Ao pensar em identidade, podemos mobilizar a ideia de identidade nacional e dessa delimitação se desprende que há uma diferença entre o que é exterior à nação e internamente se busca uma unidade por meio da identificação. Pensando, portanto, no que delimita nação e em como se constitui sua identidade, o sociólogo Renato Ortiz[2] pontua que “a identidade nacional está profundamente ligada a uma reinterpretação do popular pelos grupos sociais e à própria construção do Estado brasileiro” (2001, p. 8).
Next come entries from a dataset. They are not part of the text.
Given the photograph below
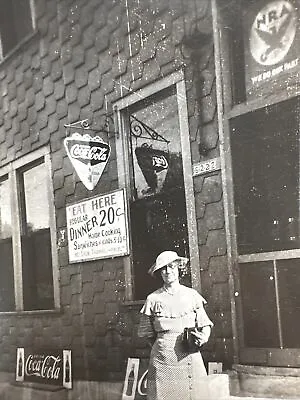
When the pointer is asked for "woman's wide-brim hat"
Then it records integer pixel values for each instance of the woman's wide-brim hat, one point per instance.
(165, 258)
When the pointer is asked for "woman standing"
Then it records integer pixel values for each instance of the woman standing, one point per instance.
(174, 371)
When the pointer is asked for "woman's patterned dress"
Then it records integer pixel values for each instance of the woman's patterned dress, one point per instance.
(173, 374)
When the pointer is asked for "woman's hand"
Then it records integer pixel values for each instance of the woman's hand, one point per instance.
(202, 336)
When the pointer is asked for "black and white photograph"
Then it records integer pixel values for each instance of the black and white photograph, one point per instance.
(150, 200)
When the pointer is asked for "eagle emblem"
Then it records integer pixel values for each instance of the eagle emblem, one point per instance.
(273, 32)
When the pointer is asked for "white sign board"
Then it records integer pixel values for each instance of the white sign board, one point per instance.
(98, 227)
(204, 167)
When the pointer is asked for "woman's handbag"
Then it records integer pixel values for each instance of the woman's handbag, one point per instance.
(189, 340)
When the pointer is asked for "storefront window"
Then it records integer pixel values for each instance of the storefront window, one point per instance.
(26, 232)
(154, 165)
(265, 155)
(6, 270)
(36, 242)
(273, 322)
(158, 208)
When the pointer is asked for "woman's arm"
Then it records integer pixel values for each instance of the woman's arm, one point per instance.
(146, 329)
(202, 335)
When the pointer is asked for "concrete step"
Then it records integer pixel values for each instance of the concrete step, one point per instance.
(257, 382)
(32, 392)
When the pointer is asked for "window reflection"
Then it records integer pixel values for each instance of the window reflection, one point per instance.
(7, 302)
(36, 200)
(158, 206)
(36, 240)
(155, 146)
(5, 210)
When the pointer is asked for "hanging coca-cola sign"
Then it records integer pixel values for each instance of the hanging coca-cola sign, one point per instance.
(89, 156)
(46, 366)
(271, 37)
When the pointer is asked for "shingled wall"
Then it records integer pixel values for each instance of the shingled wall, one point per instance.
(85, 55)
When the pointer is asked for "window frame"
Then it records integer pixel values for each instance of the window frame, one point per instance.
(123, 161)
(11, 171)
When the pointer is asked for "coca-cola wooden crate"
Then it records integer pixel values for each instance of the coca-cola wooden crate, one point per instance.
(47, 366)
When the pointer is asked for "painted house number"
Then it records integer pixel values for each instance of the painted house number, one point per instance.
(206, 166)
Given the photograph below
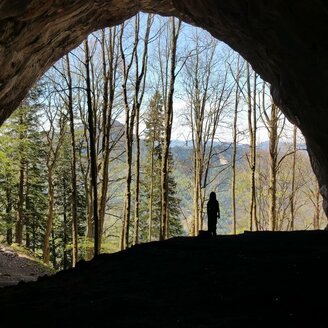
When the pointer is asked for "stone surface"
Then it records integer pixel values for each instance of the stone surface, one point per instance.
(285, 41)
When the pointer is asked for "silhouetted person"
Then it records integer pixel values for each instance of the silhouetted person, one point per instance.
(213, 213)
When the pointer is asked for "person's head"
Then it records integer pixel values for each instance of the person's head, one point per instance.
(212, 196)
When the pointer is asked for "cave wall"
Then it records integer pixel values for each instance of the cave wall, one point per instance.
(285, 41)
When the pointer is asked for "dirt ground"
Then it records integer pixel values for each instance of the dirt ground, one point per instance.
(16, 267)
(259, 279)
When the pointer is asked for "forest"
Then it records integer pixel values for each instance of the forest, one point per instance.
(123, 139)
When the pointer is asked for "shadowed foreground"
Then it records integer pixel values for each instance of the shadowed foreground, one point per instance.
(259, 279)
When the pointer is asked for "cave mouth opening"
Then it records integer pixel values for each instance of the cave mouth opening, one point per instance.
(273, 37)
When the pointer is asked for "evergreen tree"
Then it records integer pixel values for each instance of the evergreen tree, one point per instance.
(151, 186)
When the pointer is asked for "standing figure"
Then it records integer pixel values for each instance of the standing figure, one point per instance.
(213, 213)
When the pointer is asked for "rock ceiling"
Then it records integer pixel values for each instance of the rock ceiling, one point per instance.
(285, 41)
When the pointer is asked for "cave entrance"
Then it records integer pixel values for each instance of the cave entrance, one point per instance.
(274, 50)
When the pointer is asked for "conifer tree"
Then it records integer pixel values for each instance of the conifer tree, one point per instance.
(152, 197)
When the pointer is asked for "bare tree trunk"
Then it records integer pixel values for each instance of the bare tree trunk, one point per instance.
(292, 196)
(73, 164)
(251, 129)
(93, 155)
(20, 204)
(109, 85)
(9, 232)
(20, 209)
(151, 192)
(254, 219)
(234, 151)
(273, 152)
(50, 216)
(137, 181)
(168, 120)
(316, 218)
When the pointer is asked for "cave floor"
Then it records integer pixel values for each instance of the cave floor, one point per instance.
(261, 279)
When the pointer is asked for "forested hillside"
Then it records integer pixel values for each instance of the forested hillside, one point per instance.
(123, 139)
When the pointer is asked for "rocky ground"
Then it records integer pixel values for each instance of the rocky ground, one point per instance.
(15, 266)
(252, 280)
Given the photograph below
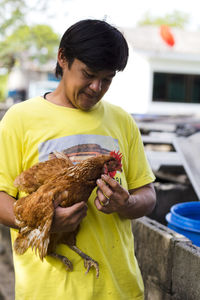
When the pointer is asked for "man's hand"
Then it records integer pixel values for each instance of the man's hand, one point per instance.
(111, 196)
(67, 219)
(135, 203)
Nesse sentido, dois pontos são cruciais, as muitas expressões de grupos populares e as construções feitas a partir delas. O primeiro ponto nos atenta para os inúmeros processos de reatualização e revivificação que se constroem nos ritos. O ato de manter uma tradição consiste em integrar valores e transmitir conhecimentos de geração em geração, o que leva a reprodução de crenças e práticas ancestrais, possibilitando a encarnação de uma memória coletiva que molda ações futuras dentro de um grupo. É o caso, por exemplo, dos orixás que associados, cada um, a uma parte do universo, possuem gostos e tendências específicas e, ao acompanhar e repetir esses atributos, o neófito[3] é influenciado no seu cotidiano como homem social. É por isso que “a memória coletiva só pode existir enquanto vivência, isto é, enquanto prática que se manifesta no cotidiano das pessoas.” (ibid., p. 133).
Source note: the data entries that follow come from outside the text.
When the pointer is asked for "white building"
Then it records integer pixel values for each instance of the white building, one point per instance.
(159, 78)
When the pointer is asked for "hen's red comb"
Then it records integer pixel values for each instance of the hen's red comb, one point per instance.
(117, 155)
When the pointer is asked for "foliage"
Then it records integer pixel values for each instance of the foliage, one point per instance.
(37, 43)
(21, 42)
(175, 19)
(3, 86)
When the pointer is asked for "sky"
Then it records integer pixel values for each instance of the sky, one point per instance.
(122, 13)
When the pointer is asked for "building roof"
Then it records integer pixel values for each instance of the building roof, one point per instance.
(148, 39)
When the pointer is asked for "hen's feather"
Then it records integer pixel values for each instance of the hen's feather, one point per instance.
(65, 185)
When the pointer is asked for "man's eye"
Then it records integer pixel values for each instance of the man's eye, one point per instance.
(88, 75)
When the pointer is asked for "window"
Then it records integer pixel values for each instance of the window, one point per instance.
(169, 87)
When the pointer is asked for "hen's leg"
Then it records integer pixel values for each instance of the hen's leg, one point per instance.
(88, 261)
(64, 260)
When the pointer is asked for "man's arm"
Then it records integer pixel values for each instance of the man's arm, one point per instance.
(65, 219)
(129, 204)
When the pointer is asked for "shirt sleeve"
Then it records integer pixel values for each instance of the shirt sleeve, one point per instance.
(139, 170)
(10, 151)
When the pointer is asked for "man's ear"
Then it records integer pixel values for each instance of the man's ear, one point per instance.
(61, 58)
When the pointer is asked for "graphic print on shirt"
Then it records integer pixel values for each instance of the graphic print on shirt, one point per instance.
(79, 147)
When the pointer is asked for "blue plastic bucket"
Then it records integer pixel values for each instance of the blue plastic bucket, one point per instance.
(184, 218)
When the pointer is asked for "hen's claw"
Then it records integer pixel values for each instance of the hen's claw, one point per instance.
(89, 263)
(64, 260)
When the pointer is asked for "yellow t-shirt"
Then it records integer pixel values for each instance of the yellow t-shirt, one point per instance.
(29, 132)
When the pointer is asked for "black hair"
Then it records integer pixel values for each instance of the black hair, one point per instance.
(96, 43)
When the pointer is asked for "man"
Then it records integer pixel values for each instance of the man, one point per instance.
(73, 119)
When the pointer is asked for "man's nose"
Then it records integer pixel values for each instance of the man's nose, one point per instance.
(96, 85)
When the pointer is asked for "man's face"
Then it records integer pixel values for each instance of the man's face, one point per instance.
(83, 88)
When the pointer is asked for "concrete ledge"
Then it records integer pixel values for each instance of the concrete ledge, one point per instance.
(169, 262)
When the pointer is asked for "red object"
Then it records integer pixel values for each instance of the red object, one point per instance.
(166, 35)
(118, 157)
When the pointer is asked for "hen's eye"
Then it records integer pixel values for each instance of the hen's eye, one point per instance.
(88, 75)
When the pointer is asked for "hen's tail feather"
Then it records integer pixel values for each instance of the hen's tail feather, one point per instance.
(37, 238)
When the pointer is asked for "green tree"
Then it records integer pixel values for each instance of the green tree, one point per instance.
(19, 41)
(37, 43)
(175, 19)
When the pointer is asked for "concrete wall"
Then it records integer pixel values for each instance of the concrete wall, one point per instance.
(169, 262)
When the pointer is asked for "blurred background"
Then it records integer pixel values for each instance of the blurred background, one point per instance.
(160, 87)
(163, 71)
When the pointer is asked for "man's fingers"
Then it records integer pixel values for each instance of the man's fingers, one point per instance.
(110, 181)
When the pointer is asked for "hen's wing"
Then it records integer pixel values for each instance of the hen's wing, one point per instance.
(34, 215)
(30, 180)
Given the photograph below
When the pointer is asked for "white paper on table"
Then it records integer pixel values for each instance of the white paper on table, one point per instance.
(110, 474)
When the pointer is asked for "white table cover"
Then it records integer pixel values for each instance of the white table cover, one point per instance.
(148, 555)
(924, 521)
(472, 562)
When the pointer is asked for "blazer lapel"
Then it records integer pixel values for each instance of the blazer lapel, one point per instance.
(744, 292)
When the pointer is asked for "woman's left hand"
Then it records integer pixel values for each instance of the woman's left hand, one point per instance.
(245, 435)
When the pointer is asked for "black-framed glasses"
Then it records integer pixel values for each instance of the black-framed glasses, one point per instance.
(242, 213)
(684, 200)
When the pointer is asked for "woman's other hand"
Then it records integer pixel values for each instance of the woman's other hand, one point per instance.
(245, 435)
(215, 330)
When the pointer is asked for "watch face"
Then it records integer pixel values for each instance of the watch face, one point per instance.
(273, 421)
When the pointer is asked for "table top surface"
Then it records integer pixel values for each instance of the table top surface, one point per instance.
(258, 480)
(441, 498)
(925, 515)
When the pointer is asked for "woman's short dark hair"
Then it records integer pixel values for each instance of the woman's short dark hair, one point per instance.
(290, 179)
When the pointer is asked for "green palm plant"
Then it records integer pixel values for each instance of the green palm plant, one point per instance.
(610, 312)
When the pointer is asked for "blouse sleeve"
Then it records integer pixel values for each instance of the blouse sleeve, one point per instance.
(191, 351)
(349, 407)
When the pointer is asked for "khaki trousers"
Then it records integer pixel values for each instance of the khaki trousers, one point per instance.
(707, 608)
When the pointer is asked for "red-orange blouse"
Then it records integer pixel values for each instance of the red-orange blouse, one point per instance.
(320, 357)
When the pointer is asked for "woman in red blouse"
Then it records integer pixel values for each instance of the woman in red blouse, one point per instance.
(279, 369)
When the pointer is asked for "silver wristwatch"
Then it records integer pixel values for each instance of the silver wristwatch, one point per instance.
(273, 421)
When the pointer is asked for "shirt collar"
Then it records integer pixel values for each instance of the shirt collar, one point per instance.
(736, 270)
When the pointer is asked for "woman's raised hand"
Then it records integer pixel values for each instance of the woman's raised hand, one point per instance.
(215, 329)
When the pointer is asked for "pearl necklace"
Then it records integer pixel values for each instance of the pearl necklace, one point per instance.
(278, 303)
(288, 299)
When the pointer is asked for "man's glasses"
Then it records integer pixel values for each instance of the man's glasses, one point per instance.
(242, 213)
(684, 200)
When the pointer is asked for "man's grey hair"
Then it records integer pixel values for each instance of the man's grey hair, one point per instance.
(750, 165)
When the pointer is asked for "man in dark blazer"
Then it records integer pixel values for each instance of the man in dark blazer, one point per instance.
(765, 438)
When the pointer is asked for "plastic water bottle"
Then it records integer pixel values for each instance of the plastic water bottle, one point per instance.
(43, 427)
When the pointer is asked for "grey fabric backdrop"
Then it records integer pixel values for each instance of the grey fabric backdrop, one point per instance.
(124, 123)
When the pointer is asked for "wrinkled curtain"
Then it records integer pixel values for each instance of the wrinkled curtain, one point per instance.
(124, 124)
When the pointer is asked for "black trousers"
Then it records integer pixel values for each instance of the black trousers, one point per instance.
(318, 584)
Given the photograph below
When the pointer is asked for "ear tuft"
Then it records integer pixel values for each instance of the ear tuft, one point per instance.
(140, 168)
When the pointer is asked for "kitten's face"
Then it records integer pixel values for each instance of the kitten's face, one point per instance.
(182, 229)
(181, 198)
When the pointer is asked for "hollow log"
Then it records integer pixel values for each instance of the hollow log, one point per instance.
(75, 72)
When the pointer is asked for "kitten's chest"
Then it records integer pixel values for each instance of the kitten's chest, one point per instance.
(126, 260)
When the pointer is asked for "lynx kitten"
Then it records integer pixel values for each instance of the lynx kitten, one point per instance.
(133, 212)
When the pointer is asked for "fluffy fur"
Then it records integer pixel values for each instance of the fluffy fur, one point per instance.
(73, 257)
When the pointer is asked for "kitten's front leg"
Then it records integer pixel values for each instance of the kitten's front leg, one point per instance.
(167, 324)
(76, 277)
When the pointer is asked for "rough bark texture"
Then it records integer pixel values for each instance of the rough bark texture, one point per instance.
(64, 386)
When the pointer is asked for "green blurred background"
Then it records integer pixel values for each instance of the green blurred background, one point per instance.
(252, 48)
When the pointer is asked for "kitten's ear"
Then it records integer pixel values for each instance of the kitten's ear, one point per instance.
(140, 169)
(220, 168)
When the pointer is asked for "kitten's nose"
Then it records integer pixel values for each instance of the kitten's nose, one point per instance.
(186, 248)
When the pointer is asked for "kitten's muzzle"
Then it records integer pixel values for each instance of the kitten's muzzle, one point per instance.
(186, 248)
Para pensarmos sobre o segundo ponto, que pretende expor a identidade como construção, é importante notar que cada expressão cultural, como aquela previamente exemplificada aqui, é particular, possui suas especificidades, simbologias e importâncias em seu grupo. Já a identidade, que possui como característica a unidade, tem em sua construção a integração de expressões culturais, particulares e diversas, em um todo mais amplo e geral de conhecimento. E essa articulação de uma totalidade só é possível por meio de mediadores que podem reinterpretar simbolicamente esses conhecimentos fragmentados em um todo coerente para um grupo, formulando um conceito, um entendimento.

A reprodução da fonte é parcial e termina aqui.